Bad Gastein

Bad Gastein is a historic spa and international winter sports resort with more than 4,000 inhabitants and is the main town in the beautiful Gastein Valley, in Austria. The municipality is part of the National Park villages of the Hohe Tauern National Park and lies at the foot of the Graukogel. Besides the traditional spa treatments the valley offers much, much more: All year round, holiday guests combine a relaxing getaway with sporting activities for all ages!

A quirk of Bad Gastein is the location of the centre, which was created on the steep slopes around the famous waterfall and characterised by very steep and narrow streets. On the cliffs multi-storey houses were built to save space and actually "built" into the slope, so that the appearance of Bad Gastein is of a city to remember ("skyscraper village"). Thus, the difference in height between the location of the towns park and the train station is about 80m in altitude.
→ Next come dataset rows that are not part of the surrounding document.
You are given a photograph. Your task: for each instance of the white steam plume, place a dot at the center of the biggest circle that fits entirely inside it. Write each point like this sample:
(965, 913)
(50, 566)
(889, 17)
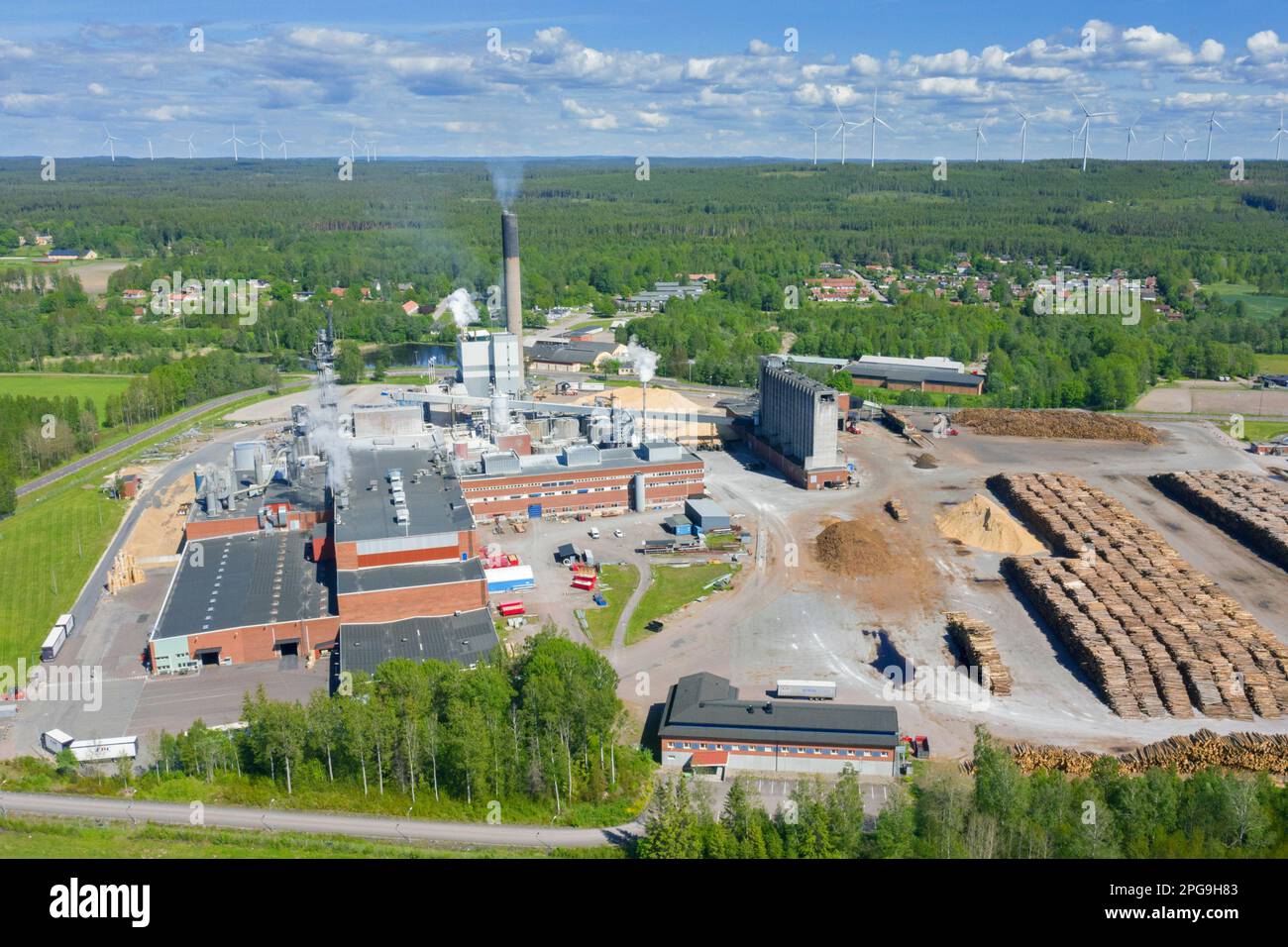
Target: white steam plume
(460, 305)
(506, 180)
(643, 359)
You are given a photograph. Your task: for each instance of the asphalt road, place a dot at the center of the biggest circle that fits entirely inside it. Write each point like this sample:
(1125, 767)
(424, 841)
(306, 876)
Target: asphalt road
(103, 453)
(323, 823)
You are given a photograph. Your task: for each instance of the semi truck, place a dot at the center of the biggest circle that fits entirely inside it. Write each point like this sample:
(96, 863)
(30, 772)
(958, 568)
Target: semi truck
(90, 750)
(807, 689)
(56, 637)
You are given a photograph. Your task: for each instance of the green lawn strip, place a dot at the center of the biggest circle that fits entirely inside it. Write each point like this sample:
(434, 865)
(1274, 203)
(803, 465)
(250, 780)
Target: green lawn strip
(671, 589)
(50, 548)
(56, 384)
(1263, 431)
(62, 838)
(617, 583)
(314, 792)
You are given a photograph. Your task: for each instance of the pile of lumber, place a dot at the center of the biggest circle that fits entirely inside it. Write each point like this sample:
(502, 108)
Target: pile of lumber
(1069, 424)
(975, 641)
(1154, 634)
(125, 571)
(1249, 508)
(1258, 753)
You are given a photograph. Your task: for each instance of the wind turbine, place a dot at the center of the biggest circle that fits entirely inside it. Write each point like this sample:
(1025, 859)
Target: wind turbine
(815, 129)
(1164, 140)
(1211, 123)
(1024, 132)
(283, 144)
(235, 141)
(1086, 129)
(1131, 137)
(979, 134)
(874, 120)
(1073, 141)
(351, 141)
(110, 142)
(841, 128)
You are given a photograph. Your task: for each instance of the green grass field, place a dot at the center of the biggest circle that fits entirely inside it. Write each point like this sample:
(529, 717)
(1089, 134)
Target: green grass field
(671, 589)
(1257, 304)
(53, 384)
(617, 583)
(44, 838)
(52, 544)
(48, 549)
(1262, 431)
(1273, 365)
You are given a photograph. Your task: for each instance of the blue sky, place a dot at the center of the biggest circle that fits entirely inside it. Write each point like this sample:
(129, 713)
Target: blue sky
(649, 77)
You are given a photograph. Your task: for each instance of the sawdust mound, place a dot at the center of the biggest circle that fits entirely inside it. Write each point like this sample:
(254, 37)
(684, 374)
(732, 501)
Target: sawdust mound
(1067, 424)
(853, 548)
(982, 523)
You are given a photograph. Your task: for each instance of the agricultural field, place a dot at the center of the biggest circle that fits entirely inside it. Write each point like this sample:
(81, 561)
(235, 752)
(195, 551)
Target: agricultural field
(670, 590)
(40, 838)
(1258, 305)
(48, 551)
(1273, 365)
(54, 384)
(1263, 431)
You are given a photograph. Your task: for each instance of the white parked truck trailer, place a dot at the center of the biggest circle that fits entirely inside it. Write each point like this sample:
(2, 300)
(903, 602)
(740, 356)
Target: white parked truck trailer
(809, 689)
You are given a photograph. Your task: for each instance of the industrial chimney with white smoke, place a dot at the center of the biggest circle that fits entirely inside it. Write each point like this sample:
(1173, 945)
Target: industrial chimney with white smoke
(513, 281)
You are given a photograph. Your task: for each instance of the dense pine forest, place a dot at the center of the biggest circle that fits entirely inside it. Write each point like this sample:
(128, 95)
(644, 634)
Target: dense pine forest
(591, 231)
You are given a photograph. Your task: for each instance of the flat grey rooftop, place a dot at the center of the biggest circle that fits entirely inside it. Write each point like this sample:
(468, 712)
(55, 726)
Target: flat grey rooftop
(465, 638)
(384, 578)
(704, 705)
(434, 501)
(250, 579)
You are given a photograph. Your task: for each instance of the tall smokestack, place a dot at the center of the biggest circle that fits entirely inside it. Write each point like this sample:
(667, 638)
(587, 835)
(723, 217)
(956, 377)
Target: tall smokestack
(513, 282)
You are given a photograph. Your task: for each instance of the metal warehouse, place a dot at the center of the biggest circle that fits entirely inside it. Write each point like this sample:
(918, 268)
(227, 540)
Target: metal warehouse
(707, 514)
(707, 728)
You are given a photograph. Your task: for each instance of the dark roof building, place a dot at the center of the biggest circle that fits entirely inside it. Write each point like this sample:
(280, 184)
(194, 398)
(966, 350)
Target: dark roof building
(465, 638)
(914, 377)
(704, 714)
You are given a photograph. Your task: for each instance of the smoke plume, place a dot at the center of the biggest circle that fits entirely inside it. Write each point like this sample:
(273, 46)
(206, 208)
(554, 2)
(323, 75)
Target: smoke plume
(643, 359)
(460, 305)
(506, 180)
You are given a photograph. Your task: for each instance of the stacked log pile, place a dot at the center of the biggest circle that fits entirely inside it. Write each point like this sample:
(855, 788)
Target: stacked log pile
(975, 641)
(1154, 635)
(1186, 754)
(1249, 508)
(1064, 424)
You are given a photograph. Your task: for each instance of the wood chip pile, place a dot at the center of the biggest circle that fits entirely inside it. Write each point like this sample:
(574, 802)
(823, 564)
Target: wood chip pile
(975, 641)
(1070, 424)
(1249, 508)
(1186, 754)
(1155, 635)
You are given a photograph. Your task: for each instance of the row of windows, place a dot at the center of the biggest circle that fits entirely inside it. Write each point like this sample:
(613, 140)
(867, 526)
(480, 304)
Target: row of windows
(621, 479)
(789, 750)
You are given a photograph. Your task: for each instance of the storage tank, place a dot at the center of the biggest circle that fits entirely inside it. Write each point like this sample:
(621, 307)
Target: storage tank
(246, 454)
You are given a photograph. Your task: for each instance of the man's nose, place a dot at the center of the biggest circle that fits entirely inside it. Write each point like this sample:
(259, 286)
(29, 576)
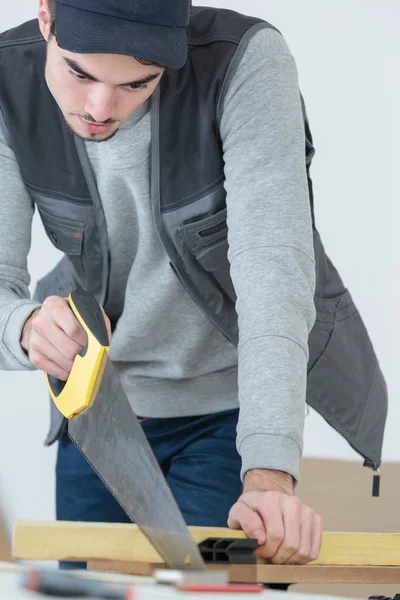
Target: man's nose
(100, 103)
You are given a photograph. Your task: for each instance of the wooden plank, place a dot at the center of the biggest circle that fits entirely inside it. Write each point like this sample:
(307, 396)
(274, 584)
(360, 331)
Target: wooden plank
(5, 550)
(63, 540)
(271, 573)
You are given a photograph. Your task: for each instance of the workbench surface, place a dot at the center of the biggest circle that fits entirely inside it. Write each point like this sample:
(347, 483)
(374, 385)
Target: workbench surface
(146, 590)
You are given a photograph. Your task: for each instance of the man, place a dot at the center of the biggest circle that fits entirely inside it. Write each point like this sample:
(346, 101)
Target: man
(202, 155)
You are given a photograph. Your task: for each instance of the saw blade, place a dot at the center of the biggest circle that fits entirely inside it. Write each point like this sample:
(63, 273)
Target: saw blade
(111, 439)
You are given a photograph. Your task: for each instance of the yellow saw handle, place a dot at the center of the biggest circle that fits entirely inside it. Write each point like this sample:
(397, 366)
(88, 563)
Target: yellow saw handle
(79, 391)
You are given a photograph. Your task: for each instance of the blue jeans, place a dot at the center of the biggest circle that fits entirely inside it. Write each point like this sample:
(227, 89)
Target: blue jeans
(197, 455)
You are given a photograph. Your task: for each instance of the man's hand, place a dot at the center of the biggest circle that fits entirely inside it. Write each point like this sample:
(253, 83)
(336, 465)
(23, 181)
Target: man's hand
(52, 337)
(288, 532)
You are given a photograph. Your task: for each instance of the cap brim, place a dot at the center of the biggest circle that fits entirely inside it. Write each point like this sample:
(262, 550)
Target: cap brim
(84, 32)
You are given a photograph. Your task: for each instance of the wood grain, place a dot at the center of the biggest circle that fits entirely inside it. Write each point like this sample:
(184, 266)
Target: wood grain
(64, 540)
(5, 550)
(271, 573)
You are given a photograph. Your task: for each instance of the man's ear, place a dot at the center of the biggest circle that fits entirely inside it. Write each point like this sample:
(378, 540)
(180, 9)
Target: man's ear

To go from the centre to the station you conveniently use the car park elevator - 11 floors up to get to the top - and of course back down!

The municipality of Badgastein includes Badgastein, Bockstein and Remsach and the resort of Bad Gastein. Districts of Bad Gastein are: Anlauftal, Bad Gastein, Badberg, Badbruck, Bockstein, Hinterschneeberg, Kötschachdorf, Kötschachtal, Patschgsiedlung, Remsach and the famous Sportgastein (Naßfeld). The town, where Pongaurisch Boud Goschdei is spoken, was known in the last few centuries as Wildbad or Wildbad Gastein. From 1906 to 1996 the town was called Badgastein. On 1 January 1997, the community name was changed to Bad Gastein (spelling-wise). The name "Gastein" goes back to Indo-European roots and has two meanings, either "gray river" or "gischtender river".

Bathing and spa resort

In the beginning bathing was in shared baths, where bathers spent time over breakfast and board games. For successful spa treatments, in the old days long bath times and also a generally accepted six weeks length of treatment were required. Also the Gastein Heilstollen contributed as a centre of notoriety - in the form of Radon balneology which offers natural help for a variety of rheumatic diseases.

Since the Middle Ages, word spread of the healing powers of the Gastein spas. Despite the still very simple bathing facilities and accommodation, princes and lords of high standing took the often long and arduous journey up to the thermal springs. The thermal water was moved via open wooden gutters from the sources to the guest houses, later in wooden well pipes. In the neighbouring Bad Hofgastein, for a long time healing water was taken with the help of drums and horse-drawn carriages before in 1830, a thermal water system was built.